Yeral, “Uluslararası Hz. Ali Gadir Hum Bayramı ve Kardeşlik Konferansı”nda önemli mesajlar verdi …
Ehl-i Beyt Kültür ve Dayanışma Vakfı (EHDAV) tarafından bu yıl 20. düzenlenen “Uluslararası Hz. Ali, Gadir Hum Bayramı ve Kardeşlik Konferansı” yoğun katılımla coşkulu atmosferde gerçekleştirildi.
Antakya Kapalı Spor Salonunda düzenlenen, CHP Hatay Milletvekilleri Mehmet Güzelmansur, Serkan Topal, Suzan Şahin, İsmet Tokdemir; HDP Adana Milletvekili Tülay Hatimoğulları Oruç, Defne Belediye başkanı İbrahim Yaman, Devlet Eski Bakanı Abdullatif Şener, Irak Eski Hükümet sözcüsü Dr. Ali Al Dabbağ, Ehl-i Beyt İlahi Sanatçısı Ali Kaçan, Ukrayna / Kiev Ehl-i Beyt Cemiyeti Başkanı Elçin Aliekberov, On4 Tv yönetim kurulu başkanı/ Ehl-i Beyt Alimi-şair Musa Aydın ile çok sayıda vatandaşın yer aldığı etkinlikte konuşma yapan EHDAV Genel Başkanı Ali Yeral, Gadir Hum Bayramının, tüm Müslümanların hatta insanlığın en büyük ve en kutsal bayramı olduğunu vurguladı.

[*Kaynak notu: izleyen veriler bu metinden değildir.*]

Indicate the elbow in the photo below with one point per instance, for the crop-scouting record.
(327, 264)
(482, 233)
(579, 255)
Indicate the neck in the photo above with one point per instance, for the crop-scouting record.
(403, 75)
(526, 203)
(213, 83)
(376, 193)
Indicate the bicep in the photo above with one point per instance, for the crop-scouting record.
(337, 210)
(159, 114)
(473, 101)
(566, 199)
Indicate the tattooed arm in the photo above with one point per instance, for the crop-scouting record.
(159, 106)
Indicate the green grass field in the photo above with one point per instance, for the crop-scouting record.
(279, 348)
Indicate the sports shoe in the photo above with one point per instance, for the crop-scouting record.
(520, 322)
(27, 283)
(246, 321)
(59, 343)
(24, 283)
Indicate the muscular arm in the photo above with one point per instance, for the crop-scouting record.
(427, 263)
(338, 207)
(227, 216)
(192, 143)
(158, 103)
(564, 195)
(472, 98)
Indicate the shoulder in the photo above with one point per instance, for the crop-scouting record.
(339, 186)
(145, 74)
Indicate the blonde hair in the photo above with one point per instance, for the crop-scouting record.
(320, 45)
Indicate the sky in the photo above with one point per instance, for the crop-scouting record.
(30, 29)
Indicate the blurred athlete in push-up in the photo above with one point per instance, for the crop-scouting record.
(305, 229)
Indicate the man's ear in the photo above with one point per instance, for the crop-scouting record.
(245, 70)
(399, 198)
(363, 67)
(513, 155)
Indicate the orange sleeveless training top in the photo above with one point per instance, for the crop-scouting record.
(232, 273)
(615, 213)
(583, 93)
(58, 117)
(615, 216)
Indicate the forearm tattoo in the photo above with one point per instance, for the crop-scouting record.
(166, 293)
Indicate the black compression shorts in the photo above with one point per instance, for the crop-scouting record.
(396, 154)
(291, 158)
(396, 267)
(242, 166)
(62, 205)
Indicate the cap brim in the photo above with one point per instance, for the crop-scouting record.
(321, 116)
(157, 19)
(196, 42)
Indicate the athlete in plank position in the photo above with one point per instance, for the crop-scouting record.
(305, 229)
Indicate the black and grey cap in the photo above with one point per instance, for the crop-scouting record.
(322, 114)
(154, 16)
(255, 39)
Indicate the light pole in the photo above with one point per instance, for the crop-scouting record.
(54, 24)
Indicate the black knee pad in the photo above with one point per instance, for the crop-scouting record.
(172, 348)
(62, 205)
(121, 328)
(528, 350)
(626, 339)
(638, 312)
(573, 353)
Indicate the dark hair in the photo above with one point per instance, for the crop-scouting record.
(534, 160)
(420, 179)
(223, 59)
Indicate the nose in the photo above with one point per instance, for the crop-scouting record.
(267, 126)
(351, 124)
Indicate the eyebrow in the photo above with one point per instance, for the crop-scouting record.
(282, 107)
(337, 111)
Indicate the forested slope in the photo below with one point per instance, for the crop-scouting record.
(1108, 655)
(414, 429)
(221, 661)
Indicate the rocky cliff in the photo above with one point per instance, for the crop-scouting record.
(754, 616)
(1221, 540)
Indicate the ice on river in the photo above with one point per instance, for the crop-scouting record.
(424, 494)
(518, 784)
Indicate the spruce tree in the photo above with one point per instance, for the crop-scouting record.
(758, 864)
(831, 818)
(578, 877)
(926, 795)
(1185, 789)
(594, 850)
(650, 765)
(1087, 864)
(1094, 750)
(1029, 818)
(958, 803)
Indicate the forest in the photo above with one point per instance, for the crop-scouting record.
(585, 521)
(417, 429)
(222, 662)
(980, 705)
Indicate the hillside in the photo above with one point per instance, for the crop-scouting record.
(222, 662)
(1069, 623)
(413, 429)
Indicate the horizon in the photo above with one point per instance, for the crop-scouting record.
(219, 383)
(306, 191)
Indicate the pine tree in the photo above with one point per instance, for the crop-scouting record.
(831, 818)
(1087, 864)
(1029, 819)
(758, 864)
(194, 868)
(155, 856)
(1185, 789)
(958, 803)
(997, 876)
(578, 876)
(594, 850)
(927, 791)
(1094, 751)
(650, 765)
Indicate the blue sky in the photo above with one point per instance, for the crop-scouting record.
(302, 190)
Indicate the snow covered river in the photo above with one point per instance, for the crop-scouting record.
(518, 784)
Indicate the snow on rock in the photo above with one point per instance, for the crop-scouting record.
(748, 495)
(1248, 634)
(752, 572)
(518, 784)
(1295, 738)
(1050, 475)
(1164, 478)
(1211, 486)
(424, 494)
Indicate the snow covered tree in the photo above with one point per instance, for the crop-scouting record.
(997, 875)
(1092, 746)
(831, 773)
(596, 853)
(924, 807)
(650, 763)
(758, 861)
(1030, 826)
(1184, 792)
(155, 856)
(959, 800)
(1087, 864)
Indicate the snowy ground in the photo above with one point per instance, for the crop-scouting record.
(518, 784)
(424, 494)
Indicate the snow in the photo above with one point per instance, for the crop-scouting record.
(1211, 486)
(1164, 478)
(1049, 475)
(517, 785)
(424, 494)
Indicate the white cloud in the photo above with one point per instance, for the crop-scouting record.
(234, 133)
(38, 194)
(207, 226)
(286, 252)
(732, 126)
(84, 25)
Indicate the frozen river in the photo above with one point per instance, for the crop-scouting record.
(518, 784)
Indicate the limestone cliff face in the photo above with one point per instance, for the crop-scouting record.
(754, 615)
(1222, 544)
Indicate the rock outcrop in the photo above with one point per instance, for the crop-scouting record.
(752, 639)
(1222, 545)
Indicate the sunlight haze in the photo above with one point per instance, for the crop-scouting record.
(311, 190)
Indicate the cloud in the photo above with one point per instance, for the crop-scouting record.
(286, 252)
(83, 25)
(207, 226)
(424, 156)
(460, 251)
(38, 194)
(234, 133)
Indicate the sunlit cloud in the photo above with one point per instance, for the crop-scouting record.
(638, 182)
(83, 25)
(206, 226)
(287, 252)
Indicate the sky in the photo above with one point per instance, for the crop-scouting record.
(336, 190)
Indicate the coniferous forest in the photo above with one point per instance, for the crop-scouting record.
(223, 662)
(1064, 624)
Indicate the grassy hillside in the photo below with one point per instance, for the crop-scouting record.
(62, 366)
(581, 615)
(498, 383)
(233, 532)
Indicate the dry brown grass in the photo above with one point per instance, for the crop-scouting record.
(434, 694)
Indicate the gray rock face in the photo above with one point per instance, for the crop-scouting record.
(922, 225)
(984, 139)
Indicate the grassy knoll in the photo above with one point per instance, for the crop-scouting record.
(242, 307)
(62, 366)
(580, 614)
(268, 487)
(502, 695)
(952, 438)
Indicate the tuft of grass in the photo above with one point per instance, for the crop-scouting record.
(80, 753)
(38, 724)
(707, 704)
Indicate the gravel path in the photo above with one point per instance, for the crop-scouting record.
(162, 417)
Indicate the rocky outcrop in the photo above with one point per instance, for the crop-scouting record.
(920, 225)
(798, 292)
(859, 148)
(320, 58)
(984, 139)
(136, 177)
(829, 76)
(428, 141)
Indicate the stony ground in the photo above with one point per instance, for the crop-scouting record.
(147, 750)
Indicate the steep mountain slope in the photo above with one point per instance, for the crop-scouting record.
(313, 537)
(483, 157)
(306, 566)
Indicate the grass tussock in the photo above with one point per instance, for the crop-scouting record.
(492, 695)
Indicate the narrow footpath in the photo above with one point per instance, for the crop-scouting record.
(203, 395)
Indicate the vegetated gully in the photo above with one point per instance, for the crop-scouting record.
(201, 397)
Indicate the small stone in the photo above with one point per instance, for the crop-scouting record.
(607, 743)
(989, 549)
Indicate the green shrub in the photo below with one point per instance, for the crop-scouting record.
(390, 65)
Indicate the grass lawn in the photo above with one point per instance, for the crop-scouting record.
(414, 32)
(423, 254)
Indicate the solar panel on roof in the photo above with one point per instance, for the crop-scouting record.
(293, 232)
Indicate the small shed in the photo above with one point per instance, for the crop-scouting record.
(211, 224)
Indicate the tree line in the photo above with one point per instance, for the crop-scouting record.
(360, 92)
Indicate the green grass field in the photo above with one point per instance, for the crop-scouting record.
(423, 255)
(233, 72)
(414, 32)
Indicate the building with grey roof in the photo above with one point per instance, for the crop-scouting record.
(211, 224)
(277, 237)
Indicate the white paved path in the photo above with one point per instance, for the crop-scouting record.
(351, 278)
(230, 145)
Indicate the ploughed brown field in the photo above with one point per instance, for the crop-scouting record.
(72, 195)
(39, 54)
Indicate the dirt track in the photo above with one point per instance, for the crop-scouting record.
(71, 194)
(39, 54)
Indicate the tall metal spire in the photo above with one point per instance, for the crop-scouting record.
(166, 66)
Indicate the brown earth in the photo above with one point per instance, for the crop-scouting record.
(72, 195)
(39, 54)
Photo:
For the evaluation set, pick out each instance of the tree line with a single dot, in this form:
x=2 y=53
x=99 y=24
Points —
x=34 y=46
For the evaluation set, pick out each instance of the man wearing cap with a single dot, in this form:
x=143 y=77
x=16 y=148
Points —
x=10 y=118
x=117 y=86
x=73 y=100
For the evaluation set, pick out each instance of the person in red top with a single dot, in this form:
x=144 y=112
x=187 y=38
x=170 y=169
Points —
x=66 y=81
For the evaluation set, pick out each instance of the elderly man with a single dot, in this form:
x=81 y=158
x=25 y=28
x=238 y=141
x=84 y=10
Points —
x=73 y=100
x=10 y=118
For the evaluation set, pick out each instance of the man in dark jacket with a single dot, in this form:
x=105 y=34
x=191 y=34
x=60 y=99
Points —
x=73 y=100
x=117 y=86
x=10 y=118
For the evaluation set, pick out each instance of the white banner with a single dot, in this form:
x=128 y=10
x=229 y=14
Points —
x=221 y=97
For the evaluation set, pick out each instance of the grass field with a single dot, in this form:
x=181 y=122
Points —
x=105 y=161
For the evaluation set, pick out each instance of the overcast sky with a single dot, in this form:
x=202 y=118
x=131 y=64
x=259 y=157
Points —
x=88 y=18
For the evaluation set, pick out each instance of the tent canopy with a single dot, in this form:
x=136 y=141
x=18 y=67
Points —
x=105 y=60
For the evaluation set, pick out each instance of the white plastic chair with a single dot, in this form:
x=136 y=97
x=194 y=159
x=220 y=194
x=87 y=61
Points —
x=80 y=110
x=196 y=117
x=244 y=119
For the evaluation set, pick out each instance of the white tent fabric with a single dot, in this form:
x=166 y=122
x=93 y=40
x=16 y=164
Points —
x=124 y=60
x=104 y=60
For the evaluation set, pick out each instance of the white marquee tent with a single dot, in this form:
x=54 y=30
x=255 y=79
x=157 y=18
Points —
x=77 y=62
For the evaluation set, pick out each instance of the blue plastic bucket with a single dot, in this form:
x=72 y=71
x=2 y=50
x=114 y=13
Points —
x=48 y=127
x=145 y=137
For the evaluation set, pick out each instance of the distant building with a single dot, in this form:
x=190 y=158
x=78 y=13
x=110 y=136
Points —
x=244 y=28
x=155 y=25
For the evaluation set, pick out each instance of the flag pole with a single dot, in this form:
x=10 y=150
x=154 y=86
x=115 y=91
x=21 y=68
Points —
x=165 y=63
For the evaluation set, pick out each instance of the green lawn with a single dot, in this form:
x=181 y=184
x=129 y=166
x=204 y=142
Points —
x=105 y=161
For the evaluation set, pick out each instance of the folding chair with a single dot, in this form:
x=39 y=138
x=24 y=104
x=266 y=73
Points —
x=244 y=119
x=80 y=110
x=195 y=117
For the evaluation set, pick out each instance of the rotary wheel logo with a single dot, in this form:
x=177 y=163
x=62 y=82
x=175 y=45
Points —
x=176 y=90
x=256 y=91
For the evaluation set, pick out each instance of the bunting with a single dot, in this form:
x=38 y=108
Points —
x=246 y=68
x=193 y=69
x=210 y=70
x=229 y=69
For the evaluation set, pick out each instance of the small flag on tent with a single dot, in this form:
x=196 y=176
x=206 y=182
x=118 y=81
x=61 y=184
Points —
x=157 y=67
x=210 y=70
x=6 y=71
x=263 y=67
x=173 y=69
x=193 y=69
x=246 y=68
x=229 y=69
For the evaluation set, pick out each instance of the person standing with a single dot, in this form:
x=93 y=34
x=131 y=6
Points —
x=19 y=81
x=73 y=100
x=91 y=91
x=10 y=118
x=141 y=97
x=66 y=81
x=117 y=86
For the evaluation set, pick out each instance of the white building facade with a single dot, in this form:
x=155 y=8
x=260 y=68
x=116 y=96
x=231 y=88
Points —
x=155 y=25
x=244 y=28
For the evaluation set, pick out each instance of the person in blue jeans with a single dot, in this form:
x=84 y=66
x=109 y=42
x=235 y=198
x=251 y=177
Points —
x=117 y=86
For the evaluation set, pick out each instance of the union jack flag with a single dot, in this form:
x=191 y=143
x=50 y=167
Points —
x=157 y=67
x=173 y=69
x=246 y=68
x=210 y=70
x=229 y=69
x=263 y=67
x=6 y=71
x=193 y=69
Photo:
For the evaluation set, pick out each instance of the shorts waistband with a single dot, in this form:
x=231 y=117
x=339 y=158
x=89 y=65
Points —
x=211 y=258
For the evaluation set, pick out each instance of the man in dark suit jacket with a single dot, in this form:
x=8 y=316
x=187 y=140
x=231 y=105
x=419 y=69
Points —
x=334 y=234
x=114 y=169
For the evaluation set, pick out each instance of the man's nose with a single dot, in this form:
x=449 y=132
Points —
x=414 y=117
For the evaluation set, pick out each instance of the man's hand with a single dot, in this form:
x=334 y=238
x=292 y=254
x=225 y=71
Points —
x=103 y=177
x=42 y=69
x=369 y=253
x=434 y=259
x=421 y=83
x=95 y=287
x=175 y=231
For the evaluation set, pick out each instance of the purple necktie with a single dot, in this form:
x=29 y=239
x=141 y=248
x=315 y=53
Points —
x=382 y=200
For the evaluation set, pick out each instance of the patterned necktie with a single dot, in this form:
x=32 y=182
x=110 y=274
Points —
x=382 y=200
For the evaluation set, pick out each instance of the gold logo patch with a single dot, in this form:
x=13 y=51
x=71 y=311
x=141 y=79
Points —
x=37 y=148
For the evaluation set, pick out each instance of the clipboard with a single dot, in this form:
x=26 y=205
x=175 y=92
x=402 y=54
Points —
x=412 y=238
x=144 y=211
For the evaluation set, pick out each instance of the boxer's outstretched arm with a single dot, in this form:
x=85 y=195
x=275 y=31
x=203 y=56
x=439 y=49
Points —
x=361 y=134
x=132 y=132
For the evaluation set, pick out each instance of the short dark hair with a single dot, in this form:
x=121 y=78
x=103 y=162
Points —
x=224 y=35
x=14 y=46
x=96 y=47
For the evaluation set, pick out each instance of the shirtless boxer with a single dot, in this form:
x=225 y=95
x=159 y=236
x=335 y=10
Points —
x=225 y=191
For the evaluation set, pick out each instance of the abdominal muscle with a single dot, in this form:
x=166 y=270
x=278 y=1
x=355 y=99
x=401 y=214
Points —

Bugünün, 1429 yıl önce Yüce Allah’ın Maide Suresi 67. ayetiyle Veda Haccından dönen Resulullah (S.A.A) Efendimizin, Mekke ile Medine arasındaki Gadir-i Hum mevkiinde, ilahi emirle Hz. Ali Efendimize İmamet, Vasiyet ve Hilafetini ilan ettiği gün olduğuna dikkat çeken Yeral, “Bugün Maide Suresi 3. ayetince; Rabbimizin dinimizi kemale erdirdiği, üzerimizdeki nimetini tamamladığı ve din olarak da bize İslamı seçtiği gündür! Bugün Peygamberimizin ilahi vahiyle 130 bin Müslümanın önünde; “Ben kimin mevlası isem, Ali de onun mevlasıdır. Allah’ım Ali’nin dostuna dost, düşmanına düşman ol!” diye haykırarak, Hz. Ali’yi 1. İmam, 1. Halife ve 1. Vasi olarak atadığı gündür! Bugün başta Ebu Bekir ve Ömer olmak üzere, tüm ashabın Ali b. Ebu Talib’e; Emirulmuminin ve tüm Müslüman erkek ve kadınların velisi, imamı ve önderi olarak biat ve itaat arz ettikleri gündür! Bugün Mearic Suresinin 1-2-3. ayetlerince, İmam Ali’ye olan kininden dolayı, Gadir biatını inkâr eden Haris b. Numan El-Fihri’nin, başına gökten inen ilahi bir gazapla cezalandırıldığı gündür! İşte bu kadar yüce ve kutsal bir gündür Gadir Hum Bayramı.”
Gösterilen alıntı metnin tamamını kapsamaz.